Disclaimer: this code was executed using NNI version 2.8

In [None]:
import os
os.environ['OMP_NUM_THREADS'] = "16"
os.environ['OMP_PROC_BIND'] = "TRUE"

In [None]:
import time
import logging
import numpy as np
import torch
import torch.nn as nn
from torchvision import datasets
from torchvision import transforms
from torchvision import models
from torch.utils.data.sampler import SubsetRandomSampler
from torch.profiler import profile, record_function, ProfilerActivity
from nni.compression.pytorch import pruning, speedup

In [None]:
def build_data_loader(data_dir, batch_size, random_seed=42, valid_size=0.1, shuffle=True, test=False):
    transform = transforms.Compose([transforms.ToTensor()])
    transform.crop_size=224
    transform.resize_size=224
    
    train_dataset = datasets.CIFAR10(root=data_dir, train=True, download=True, transform=transform)
    test_dataset = datasets.CIFAR10(root=data_dir, train=False, download=True, transform=transform)

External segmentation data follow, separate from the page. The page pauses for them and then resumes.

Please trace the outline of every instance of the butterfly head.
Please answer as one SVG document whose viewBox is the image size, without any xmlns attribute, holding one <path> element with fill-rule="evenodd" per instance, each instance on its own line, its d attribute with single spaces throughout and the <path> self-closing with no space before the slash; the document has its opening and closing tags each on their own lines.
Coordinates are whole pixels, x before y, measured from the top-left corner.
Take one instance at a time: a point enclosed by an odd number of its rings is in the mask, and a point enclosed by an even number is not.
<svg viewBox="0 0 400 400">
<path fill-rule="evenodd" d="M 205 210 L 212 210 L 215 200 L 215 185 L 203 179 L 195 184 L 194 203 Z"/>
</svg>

    train_loader = torch.utils.data.DataLoader(train_dataset, batch_size=batch_size, num_workers=4, pin_memory=True, persistent_workers=True)
    test_loader = torch.utils.data.DataLoader(test_dataset, batch_size=batch_size, shuffle=shuffle)

    return (train_loader, test_loader)

In [None]:
def train(model, data_loader, num_epochs, criterion, optimizer, device):
    total_steps = len(train_loader)
    for epoch in range(num_epochs):
        start = time.time()
        for step, (images, labels) in enumerate(train_loader):  
            # Move tensors to the configured device
            images = images.to(device)
            labels = labels.to(device)
        
            # Forward pass
            outputs = model(images)
            outputs.to(device)
            loss = criterion(outputs, labels)
        
            # Backward and optimize
            optimizer.zero_grad()
            loss.backward()
            optimizer.step()
            #print ('Step [{}/{}], Loss: {:.4f}'.format(step+1, total_steps, loss.item()))
        end = time.time()
               
        print ('Epoch [{}/{}], Loss: {:.4f}, time: {} seconds'.format(epoch+1, num_epochs, loss.item(), int(end-start)))
            

In [None]:
def test(model, test_loader, device):
    with torch.no_grad():
        correct = 0
        total = 0
        for images, labels in test_loader:
            images = images.to(device)
            labels = labels.to(device)
            outputs = model(images)
            _, predicted = torch.max(outputs.data, 1)
            total += labels.size(0)
            correct += (predicted == labels).sum().item()
            del images, labels, outputs

    print('Accuracy of the network on the {} test images: {} %'.format(10000, 100 * correct / total))  

In [None]:
class CNN(nn.Module):
    def __init__(self, num_classes=10):
        super(CNN, self).__init__()
        self.layer1 = nn.Sequential(
            nn.Conv2d(3, 32, kernel_size=3, stride=1, padding=1),
            nn.ReLU(),
            nn.MaxPool2d(kernel_size = 2, stride = 2))
        
        self.layer2 = nn.Sequential(
            nn.Conv2d(32, 64, kernel_size=3, stride=1, padding=1),
            nn.ReLU(),
            nn.MaxPool2d(kernel_size = 2, stride = 2))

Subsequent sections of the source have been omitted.